Selon Thomas Husson, Vice President Forrester Research : « L’année 2021 s’annonce très difficile pour Huawei qui risque de voir ses parts de marché sur les smartphones en Europe continuer à s’éroder, surtout en l’absence d’une alternative crédible pour son AppGallery. Si en 2020, Huawei a pu bénéficier du marché chinois pour déployer ses équipements 5G grâce à la politique industrielle très volontariste du gouvernement chinois, l’enjeu sera de ne pas être totalement évincé du marché européen. Après l’Angleterre, la décision de l’Anssi en France est de très mauvaise augure. Quelle que soit l’issue de l’élection présidentielle américaine, la guerre froide technologique avec la Chine continuera. Malgré des mesures probables de rétorsion sur les activités de Nokia et d’Ericsson en Chine, Huawei risque de devoir accélérer en Afrique et dans certains pays d’Asie. Il sera quand même difficile de passer des paroles aux actes car certains opérateurs sont très dépendants de Huawei et vont demander soit des compensations soit vont perdre en profitabilité. »
Au final, les 2 marchés 5G que sont les US et l’Europe sont très stratégiques.
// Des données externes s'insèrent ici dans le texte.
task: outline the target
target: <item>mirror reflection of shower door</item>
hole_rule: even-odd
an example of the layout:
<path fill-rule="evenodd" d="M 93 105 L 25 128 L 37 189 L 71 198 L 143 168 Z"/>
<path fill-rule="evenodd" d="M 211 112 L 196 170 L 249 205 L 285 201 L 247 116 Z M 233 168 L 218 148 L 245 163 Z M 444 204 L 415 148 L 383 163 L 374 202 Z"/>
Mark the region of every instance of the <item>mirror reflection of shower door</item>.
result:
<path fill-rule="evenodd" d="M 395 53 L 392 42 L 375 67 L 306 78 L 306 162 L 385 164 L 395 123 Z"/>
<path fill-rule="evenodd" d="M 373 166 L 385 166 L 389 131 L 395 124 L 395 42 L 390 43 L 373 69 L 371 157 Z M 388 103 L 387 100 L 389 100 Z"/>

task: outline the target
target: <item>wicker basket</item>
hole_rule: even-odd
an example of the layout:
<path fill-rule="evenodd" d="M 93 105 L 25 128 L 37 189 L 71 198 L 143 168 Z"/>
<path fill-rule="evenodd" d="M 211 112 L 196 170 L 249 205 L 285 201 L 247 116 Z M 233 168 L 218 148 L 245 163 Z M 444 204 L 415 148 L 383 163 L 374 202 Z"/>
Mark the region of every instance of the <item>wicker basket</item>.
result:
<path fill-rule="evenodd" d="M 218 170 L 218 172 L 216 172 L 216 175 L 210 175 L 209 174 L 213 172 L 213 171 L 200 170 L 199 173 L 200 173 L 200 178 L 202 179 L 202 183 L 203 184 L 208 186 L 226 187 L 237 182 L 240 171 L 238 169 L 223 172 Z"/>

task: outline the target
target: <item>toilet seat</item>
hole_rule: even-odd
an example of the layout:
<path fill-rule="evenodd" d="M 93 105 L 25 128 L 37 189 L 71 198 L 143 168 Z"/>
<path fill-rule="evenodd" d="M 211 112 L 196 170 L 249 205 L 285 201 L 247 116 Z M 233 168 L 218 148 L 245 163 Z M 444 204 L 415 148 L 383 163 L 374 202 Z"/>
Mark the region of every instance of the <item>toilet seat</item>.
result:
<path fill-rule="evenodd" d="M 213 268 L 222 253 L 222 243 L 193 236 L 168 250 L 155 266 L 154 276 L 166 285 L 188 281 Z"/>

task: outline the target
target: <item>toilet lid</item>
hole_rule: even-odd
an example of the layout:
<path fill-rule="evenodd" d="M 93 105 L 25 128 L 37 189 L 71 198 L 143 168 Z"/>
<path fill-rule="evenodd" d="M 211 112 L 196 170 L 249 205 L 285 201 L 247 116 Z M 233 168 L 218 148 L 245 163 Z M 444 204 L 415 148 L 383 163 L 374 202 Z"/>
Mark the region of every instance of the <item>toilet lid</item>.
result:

Pour l’instant, les US sont HS mais les prochaines élections dans le pays seront déterminantes pour Huawei, et s’il y a un changement de Président, les enjeux pourraient s’apaiser ! La pression américaine continue et ses effets d’entraînement resteront le plus grand défi de Huawei en 2021. En Europe, la décision anglaise radicale sur le long terme est un signal fort aux autres nations. L’attente de la décision de l’Allemagne devient plus compliquée, mais là encore le temps joue en faveur du géant chinois. Comme d’autres pays d’Europe, la France prépare le terrain pour son marché mobile 5G de nouvelle génération au milieu d’une tempête géopolitique croissante entre deux superpuissances mondiales.
Le revirement du principal constructeur du processeurs Kirin, TSMC est aussi un revers important pour Huawei mais la situation va accélérer.
L’activité smartphone de Huawei est répartie entre les opérations mondiales (où Google est essentiel) et les opérations chinoises (où Google n’est pas pertinent). Ce dernier a sauvé Huawei en 2019. Grâce à de fortes ventes en Chine, Huawei a pu non seulement rester à flot, mais aussi se développer, malgré l’interdiction américaine. Au troisième trimestre 2019, au troisième trimestre 2019, Huawei détenait plus de 40% de l’énorme marché chinois de la téléphonie, avec une croissance de 66% d’une année sur l’autre.
Il reste beaucoup de questions en suspens dans cette ère où la géopolitique n’a jamais été aussi présente dans les Telco ! L’interdiction américaine se poursuivra-t-elle indéfiniment ? D’autres pays vont-ils suivre les US ? Si ce n’est pas le cas, Huawei essaiera-t-il de revenir au statu quo d’avant l’interdiction ? Quelles en seront les conséquences à long terme ? L’OS Harmony va-t-il s’imposer comme troisième OS ? Est-ce que Huawei sera un Jour 1er constructeur de smartphones mondial ?
Les réponses à ces questions pourraient façonner le destin de Huawei, l’ensemble de l’industrie technologique et, par extension, le monde globalisé dans lequel nous vivons. En théorie, Huawei pourrait abandonner Google, se retirer en Chine et abandonner tous les efforts qu’il déploie pour se développer à l’international. Le marché chinois est suffisamment grand pour lui permettre de survivre indéfiniment, bien qu’à une échelle beaucoup plus petite. Mais cela ne se produira probablement pas.